Cradle Mountain

Within minutes of heading inland from the north coast the scenery changed to dense forests and rough mountainous terrain, giving it that wilderness feeling. Concerned about our petrol supply and chances of finding a petrol station we detoured to a little village only to find their only pump was dry. What we did find was a lush green gorge with a waterfall at one end and forested peaks stretching off into the distance at the other. The Tasmanians certainly have fantastic scenery in abundance, but aren’t afraid to whack a dirty great mine next to it (nor dam it, reforest it and so on).
At Cradle Mountain, after taking a dribble of expensive fuel, we abandoned the van and shuttle-bused it to Dove Lake at the foot of the twin peaks of the mountain. The dark brown lake complements the mountain perfectly, and with the trees replaced by heather, the view of the mountain is unhindered, especially important for taking photos! Arriving a tad too late to walk up the summit track, we took the easy track around the lake then went up a steep path to Lake Wilks to get the blood flowing, and make it feel more like a hike than a boardwalk stroll.

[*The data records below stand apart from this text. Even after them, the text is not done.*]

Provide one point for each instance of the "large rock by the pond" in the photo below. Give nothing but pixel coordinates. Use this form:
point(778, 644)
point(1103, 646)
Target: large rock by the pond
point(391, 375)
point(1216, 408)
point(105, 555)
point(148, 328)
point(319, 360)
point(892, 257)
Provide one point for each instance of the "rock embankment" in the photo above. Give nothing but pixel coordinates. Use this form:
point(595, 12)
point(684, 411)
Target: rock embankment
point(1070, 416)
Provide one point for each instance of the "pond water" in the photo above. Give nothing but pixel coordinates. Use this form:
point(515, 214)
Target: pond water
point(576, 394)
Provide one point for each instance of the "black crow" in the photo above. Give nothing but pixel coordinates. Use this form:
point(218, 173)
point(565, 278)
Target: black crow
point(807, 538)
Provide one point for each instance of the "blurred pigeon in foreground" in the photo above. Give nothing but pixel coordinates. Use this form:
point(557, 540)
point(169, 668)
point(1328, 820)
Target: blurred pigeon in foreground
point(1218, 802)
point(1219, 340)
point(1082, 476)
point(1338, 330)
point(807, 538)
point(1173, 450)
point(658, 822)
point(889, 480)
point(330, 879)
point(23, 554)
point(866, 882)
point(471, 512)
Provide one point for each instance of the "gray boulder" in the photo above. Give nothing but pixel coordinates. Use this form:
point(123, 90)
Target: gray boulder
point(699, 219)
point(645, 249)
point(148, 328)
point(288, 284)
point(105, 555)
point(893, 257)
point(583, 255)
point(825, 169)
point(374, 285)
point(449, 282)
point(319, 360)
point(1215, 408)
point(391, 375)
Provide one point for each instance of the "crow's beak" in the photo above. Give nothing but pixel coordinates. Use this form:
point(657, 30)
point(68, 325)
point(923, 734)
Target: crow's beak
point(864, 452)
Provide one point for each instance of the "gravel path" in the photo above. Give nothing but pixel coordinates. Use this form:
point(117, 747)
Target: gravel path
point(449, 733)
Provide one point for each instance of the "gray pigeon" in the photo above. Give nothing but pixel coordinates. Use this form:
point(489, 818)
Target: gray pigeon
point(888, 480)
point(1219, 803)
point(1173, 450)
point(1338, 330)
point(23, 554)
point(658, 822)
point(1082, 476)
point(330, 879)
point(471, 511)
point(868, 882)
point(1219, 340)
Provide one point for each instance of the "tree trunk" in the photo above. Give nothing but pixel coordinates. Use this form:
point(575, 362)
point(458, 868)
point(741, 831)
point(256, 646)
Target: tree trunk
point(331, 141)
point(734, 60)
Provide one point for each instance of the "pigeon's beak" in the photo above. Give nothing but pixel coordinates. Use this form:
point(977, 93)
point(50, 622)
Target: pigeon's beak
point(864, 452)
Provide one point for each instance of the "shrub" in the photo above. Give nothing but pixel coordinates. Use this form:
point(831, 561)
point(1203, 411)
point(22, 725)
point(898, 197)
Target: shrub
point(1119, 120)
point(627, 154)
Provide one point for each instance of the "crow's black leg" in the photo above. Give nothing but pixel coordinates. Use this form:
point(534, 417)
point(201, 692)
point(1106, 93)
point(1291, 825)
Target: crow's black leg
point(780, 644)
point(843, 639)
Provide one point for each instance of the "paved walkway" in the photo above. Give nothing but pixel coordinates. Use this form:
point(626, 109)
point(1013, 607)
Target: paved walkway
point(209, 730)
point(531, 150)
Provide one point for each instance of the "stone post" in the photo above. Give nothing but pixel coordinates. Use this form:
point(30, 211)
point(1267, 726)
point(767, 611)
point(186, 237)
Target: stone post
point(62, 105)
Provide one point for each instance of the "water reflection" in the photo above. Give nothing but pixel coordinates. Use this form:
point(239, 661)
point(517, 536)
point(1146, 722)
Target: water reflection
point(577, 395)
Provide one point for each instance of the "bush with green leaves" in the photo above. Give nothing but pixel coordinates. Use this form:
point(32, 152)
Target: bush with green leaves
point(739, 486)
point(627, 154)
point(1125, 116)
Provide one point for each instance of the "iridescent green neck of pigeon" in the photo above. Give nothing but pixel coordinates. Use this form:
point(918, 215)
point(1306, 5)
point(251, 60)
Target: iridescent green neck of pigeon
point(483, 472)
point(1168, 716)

We camped up at Rosebery, site of yet another zinc and tin mine, and also a train line that passes over the campsite but with only one train passing by as we tucked into dinner. It wasn’t until lights out that the strange noises began, a cross between a bird of prey call and a cat being tortured. I’m hoping it was neither, and just the Tasmanian Devils talking to each other, after all it is how they got their devilish name.